The great majority of ceramics in this category are green-glazed or “celadon” wares, which is the most representative kind of ceramics produced during the Goryeo dynasty (918–1392). While in Korea this type of ceramic is called "cheongja" - meaning blue-green wares – the term “celadon” has been used in the West and likewise refers to the green colour of these wares.
It is assumed that the early production of celadon wares was instructed by potters from China, from the Yue kilns in present-day Zhejiang Province. By the 10th century, Korea produced its own celadon wares. The typical green colour was attained by applying a feldspar glaze with little iron content to the refined stoneware body and firing in a reduced oxygen atmosphere. The most remarkable results were achieved in the 12th century, a smooth glaze with a vibrant green colour, also known as “bisaek” – jade colour. Celadon ceramics were decorated by incising, carving, press-moulding and inlaying, by painting the surface with iron and copper oxide or gold, or by applying layers of red ocher and white slip. Animal, fruit and plant shapes were most popular. The inlay decoration technique, called “sanggam,” counts as one of the major accomplishments of Goryeo artistry and is displayed in great variety in the objects in this category. Many of the celadons the collection are tea wares, which is closely related to the development and proliferation of tea culture (among the upper class) in Korea during the Goryeo period.

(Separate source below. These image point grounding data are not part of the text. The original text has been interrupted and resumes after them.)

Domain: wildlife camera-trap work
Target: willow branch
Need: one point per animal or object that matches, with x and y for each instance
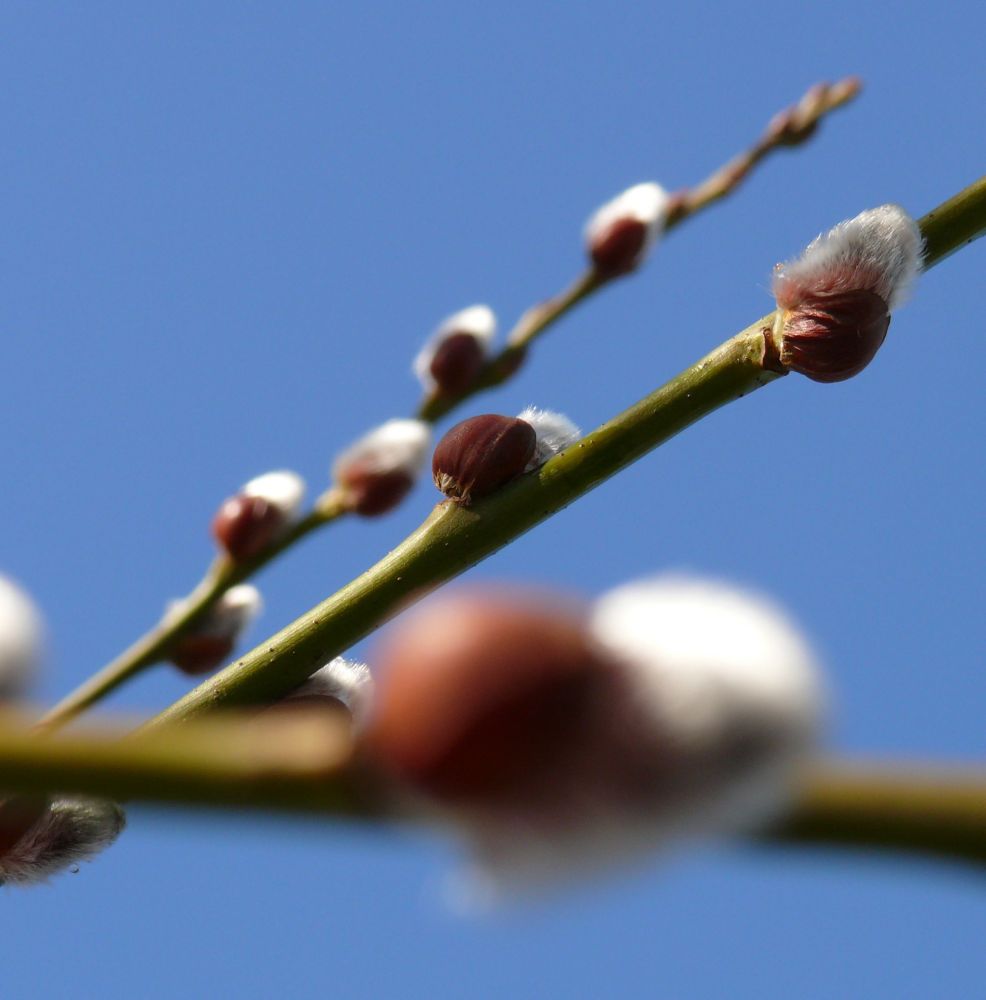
(788, 128)
(154, 646)
(455, 537)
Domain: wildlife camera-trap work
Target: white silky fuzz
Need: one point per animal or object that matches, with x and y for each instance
(396, 446)
(723, 705)
(555, 432)
(70, 831)
(731, 682)
(345, 680)
(283, 489)
(879, 251)
(21, 640)
(478, 321)
(646, 203)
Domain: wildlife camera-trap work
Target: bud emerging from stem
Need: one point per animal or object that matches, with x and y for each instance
(454, 355)
(479, 455)
(246, 524)
(834, 301)
(20, 639)
(66, 832)
(210, 642)
(619, 234)
(378, 471)
(558, 740)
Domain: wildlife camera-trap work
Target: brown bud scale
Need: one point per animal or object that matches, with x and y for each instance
(830, 338)
(481, 454)
(245, 526)
(370, 493)
(457, 363)
(618, 249)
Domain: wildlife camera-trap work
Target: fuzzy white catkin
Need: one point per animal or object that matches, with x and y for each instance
(478, 321)
(879, 251)
(395, 446)
(71, 830)
(282, 489)
(345, 680)
(733, 692)
(646, 203)
(554, 433)
(21, 640)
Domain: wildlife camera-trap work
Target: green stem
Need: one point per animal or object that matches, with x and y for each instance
(938, 811)
(454, 537)
(154, 646)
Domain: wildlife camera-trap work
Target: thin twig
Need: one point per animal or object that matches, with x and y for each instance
(455, 537)
(788, 128)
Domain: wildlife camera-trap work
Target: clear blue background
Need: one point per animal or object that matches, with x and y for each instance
(225, 229)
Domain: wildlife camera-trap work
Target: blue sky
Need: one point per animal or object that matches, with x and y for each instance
(226, 228)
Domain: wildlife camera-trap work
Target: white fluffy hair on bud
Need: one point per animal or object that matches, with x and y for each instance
(234, 611)
(70, 831)
(554, 431)
(647, 203)
(282, 489)
(398, 445)
(21, 639)
(347, 681)
(478, 321)
(731, 681)
(879, 251)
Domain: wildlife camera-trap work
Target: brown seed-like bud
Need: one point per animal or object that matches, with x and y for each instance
(199, 654)
(246, 525)
(832, 337)
(492, 699)
(618, 249)
(371, 492)
(457, 362)
(481, 454)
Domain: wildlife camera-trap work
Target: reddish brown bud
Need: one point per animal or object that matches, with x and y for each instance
(833, 337)
(457, 362)
(479, 455)
(246, 525)
(618, 248)
(491, 699)
(371, 492)
(200, 654)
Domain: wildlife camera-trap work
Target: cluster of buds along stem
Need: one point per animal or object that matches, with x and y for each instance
(834, 301)
(455, 354)
(559, 739)
(378, 471)
(620, 234)
(208, 644)
(21, 640)
(479, 455)
(247, 524)
(41, 837)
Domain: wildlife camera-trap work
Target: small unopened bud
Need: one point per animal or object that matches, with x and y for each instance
(68, 831)
(558, 741)
(21, 639)
(834, 301)
(378, 471)
(342, 683)
(620, 233)
(479, 455)
(210, 642)
(246, 524)
(454, 355)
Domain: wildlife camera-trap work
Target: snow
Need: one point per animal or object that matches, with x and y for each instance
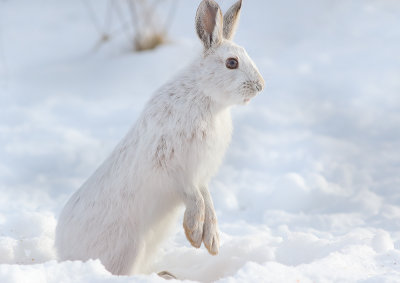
(309, 190)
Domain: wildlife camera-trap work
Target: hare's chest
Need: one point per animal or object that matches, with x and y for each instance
(213, 145)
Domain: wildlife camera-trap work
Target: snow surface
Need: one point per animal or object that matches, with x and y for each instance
(310, 187)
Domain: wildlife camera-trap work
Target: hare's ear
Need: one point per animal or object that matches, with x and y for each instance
(209, 23)
(231, 19)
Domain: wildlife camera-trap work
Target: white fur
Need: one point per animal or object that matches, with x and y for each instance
(123, 211)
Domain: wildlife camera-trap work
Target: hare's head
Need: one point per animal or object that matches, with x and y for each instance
(230, 76)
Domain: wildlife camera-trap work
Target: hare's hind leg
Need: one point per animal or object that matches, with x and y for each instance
(193, 220)
(210, 228)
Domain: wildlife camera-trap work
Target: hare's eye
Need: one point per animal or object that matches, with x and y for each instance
(232, 63)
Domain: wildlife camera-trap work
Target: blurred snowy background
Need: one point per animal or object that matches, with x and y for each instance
(310, 187)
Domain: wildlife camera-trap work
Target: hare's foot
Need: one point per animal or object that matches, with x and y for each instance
(193, 223)
(210, 232)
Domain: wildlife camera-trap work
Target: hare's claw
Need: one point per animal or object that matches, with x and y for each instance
(193, 223)
(210, 235)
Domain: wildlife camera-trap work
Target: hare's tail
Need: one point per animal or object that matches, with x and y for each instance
(166, 275)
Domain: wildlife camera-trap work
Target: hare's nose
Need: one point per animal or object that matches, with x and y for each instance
(259, 83)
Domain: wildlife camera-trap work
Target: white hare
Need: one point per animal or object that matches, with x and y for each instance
(122, 212)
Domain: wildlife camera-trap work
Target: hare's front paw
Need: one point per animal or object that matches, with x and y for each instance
(193, 223)
(210, 233)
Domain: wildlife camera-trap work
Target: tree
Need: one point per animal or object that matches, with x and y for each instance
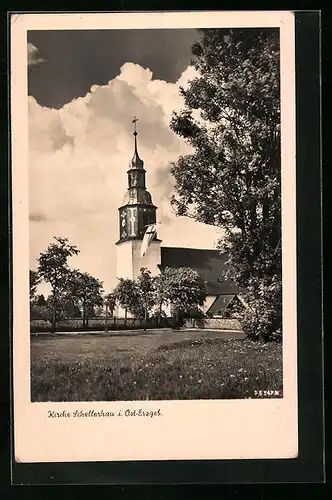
(34, 282)
(160, 295)
(184, 289)
(232, 179)
(128, 296)
(86, 292)
(146, 294)
(53, 269)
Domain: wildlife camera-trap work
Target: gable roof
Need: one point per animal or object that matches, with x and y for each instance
(209, 264)
(221, 303)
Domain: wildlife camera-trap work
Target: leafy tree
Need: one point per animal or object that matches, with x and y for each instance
(53, 269)
(85, 291)
(110, 301)
(127, 295)
(231, 119)
(146, 294)
(34, 282)
(160, 295)
(184, 289)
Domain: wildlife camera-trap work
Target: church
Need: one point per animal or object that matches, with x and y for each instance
(137, 211)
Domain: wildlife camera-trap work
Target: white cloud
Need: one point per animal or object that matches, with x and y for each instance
(33, 55)
(78, 160)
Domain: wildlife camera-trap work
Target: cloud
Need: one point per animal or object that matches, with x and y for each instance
(78, 158)
(33, 55)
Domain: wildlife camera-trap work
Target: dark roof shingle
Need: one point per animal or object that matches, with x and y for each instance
(209, 264)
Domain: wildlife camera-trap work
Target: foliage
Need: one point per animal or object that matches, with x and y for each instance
(198, 368)
(34, 282)
(86, 291)
(264, 314)
(146, 293)
(127, 295)
(184, 289)
(53, 269)
(110, 302)
(232, 180)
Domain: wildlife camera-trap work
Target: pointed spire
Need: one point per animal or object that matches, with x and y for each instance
(136, 162)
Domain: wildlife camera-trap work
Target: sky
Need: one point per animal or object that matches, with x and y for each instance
(84, 89)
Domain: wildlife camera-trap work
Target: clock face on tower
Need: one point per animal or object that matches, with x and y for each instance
(123, 225)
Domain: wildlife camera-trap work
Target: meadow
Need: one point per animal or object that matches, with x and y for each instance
(153, 365)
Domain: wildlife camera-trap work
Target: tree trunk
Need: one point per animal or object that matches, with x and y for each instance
(145, 316)
(159, 315)
(53, 327)
(106, 318)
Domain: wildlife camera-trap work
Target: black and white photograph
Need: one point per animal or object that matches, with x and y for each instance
(154, 194)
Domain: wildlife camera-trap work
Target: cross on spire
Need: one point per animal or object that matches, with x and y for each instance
(135, 120)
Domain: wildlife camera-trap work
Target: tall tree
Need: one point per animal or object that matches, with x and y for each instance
(127, 295)
(86, 292)
(146, 294)
(34, 282)
(53, 269)
(232, 179)
(184, 289)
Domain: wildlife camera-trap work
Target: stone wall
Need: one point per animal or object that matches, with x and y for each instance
(97, 324)
(215, 324)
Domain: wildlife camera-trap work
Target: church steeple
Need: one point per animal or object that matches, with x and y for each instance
(136, 162)
(137, 209)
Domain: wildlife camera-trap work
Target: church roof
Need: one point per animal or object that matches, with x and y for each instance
(209, 264)
(137, 196)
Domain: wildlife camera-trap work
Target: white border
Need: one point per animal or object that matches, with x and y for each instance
(188, 429)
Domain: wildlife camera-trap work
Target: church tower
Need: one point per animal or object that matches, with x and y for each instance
(135, 214)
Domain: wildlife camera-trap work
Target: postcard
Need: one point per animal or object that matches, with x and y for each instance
(154, 236)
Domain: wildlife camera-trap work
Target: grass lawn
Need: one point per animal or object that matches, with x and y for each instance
(153, 365)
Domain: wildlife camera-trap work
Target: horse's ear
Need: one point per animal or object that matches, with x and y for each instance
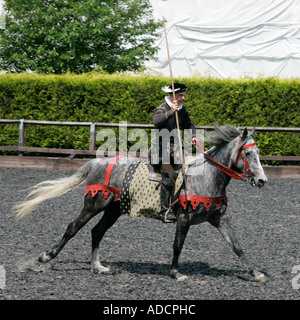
(245, 134)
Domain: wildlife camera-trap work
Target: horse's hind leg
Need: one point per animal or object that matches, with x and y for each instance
(182, 229)
(222, 223)
(110, 216)
(92, 206)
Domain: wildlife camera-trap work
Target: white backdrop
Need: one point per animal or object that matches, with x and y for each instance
(229, 38)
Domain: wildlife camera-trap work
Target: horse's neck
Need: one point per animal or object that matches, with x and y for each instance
(204, 178)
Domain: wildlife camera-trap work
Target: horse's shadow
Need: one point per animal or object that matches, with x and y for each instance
(163, 269)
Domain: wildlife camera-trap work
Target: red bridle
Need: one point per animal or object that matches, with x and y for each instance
(240, 152)
(232, 173)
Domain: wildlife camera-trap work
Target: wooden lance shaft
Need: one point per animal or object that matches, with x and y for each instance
(174, 98)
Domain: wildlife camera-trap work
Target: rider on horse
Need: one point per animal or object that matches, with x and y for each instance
(164, 118)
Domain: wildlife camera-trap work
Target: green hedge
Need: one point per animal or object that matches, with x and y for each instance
(113, 98)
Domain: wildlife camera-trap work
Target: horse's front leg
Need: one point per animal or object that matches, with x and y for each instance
(182, 228)
(223, 225)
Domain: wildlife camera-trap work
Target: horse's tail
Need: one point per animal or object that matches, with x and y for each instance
(51, 189)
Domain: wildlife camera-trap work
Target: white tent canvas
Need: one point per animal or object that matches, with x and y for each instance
(229, 39)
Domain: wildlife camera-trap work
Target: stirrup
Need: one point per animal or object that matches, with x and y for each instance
(168, 216)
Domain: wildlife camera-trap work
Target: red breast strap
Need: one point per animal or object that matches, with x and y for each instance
(207, 201)
(105, 188)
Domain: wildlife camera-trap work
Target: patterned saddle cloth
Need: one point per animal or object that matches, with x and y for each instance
(140, 197)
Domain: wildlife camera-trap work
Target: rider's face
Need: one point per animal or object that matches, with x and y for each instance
(179, 97)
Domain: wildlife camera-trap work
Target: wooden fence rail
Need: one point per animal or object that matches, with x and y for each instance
(92, 146)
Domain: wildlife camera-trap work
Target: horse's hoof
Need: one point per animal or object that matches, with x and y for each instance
(44, 257)
(100, 269)
(261, 278)
(181, 277)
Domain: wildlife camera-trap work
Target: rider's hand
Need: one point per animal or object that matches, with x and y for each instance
(174, 107)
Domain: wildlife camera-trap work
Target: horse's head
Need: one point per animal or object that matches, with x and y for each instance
(247, 161)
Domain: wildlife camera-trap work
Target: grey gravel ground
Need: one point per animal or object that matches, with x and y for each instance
(139, 251)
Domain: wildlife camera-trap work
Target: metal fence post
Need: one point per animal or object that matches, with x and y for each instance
(21, 136)
(92, 136)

Apart from celadon wares that were produced for the higher social stratum, unglazed stoneware vessels, like the object with the number 29 that had been produced in a similar fashion in earlier periods, continued to be supplied throughout the Goryeo period. Furthermore, Goryeo potters also produced ceramics with black or brown iron glazes (No. 26) which followed similar ceramics produced in Song dynasty China (960–1279).